Behram ağa neye uğradığını şaşırdı. Yavuz'dan tepki bekliyordu ama bu kadar öfkeleneceğini düşünmemisti. Bu öfkenin altında ki sadece verilen bir söz değildi oğlu asla bunun için sesini yükseltmezdi şimdi anlamıştı ki, oğlu sevda ateşinde yanıyordu. Bu öfkenin başka hiçbir sebebi olamazdı. Sevdaya düşen anlardı sevdalının halinden. Oda Azade hanım için az yanıp tutuşmamıştı zamanında.

Hoşuna gitmedi dese yalan olurdu. Peki ya Leyla oda acaba seviyormuydu Yavuz'u eh bunu da zaman gösterecek idi. Şimdi keyifli bir türk kahvesi içebilirdi.

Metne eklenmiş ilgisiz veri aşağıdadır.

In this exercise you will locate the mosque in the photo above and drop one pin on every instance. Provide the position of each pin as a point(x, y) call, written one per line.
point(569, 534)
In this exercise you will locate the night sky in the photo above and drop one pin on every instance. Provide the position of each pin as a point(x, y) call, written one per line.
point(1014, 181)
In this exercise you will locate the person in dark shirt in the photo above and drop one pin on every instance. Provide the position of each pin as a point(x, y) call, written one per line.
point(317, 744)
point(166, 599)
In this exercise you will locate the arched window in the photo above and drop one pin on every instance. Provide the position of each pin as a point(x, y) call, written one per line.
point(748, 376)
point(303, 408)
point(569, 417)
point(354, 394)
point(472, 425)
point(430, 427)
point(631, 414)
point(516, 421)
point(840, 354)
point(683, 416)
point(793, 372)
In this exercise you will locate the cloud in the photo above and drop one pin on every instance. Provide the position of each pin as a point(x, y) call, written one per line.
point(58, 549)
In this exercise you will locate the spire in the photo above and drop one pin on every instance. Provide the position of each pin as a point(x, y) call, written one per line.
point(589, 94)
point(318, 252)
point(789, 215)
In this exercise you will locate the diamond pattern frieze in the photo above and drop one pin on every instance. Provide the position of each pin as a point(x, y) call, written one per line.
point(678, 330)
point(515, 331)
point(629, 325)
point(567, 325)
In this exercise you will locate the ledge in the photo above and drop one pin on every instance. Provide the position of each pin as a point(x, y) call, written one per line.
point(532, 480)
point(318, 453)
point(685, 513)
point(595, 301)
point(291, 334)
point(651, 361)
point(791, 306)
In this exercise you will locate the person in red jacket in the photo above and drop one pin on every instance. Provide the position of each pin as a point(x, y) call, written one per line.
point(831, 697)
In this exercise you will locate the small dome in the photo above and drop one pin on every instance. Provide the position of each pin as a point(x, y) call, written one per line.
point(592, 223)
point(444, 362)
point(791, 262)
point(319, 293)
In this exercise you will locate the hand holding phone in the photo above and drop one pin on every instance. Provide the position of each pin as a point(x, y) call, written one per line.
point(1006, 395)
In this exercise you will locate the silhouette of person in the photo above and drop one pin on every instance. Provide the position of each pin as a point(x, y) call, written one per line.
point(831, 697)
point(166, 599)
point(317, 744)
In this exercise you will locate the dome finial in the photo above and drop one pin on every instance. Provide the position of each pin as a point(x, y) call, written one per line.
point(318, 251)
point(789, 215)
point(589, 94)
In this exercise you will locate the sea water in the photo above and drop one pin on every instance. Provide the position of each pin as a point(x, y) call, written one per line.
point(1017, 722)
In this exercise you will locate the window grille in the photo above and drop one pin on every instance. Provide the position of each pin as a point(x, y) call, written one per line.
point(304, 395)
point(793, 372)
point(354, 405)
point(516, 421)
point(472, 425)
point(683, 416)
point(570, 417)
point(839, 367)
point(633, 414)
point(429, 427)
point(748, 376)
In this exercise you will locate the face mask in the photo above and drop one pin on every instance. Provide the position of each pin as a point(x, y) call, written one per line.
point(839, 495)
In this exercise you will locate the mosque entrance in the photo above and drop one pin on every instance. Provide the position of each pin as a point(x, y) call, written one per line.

Yavuz öfke ile merdivenleri çıkıyordu içindende boşanmakmış başanmak diyip küfürler ediyordu. Odasının önüne geldiğinde derin bir nefes alıp içeriye girdi. Bu odayi annesi Leyla ve kendisi için ne heveslerle hazırlamıştı her detayı ile kendi ilgilenmiş ince ince dayayıp döşemişti.

Şimdi bu oda çok farklı olabilirdi. Leyla'sı ve çoçuklarının sesleri ile dolan mutluluk saçan sıcak bir oda olabilirdi. Şimdi buz gibi idi. Ama Yavuz'un yüreğini babasi tek bir sözü ile alev alev yakmıştı üzerinde ki cekedi bir çırpıda çıkarıp yatağın üzerine gelişi güzel attı. Gömleğinin iki uç değmesini daha açtı, pantolanunun cebinden sigarasını çıkarıp bir dal alıp yaktı ve balkona doğru gidip kapısını açtı Antep'in manzarasına doğru sigarasından derin derin nefesler çekti.

O sırada banyo da olan Leyla hızlıca duşunu almış bornozunu da üzerine geçirip şaçlarınada havlu sarıp elinde çıkardığı kiyafetleri ile banyodan çıktı. Yavuz açılan kapı sesi ile arkasını dönünce Leyla ile göz göze geldiler.

Leyla "hiihhh" diyip elindeki elbiseleri düşürürken Yavuz da ağzındaki sigarayı yere düsürdü.

Leyla'yı bornoz ile ustelelik bu odada görmeyi beklemediğinden ne yapacağını bilemedi . Baştan aşağıya Leyla'yı süzdü yutkundu. Nefesi kesildi boğazı kurudu Buram buram gül kokusu odaya yayıldı. Gözlerini kapatıp derince içine çekti cigerleri gül kokusu ile bayram etti. Canına can nefesine nefes geldi.

Leyla utancından yerin dibine girdi. Kapalı olan bornozunu elleri ile daha da kapadı " Be.... Ben seni aşağıda zannediyordum Azade anne söyleyince be.. bende o yüzden şey ettim" derken Yavuz'un yüzüne bakamıyordu.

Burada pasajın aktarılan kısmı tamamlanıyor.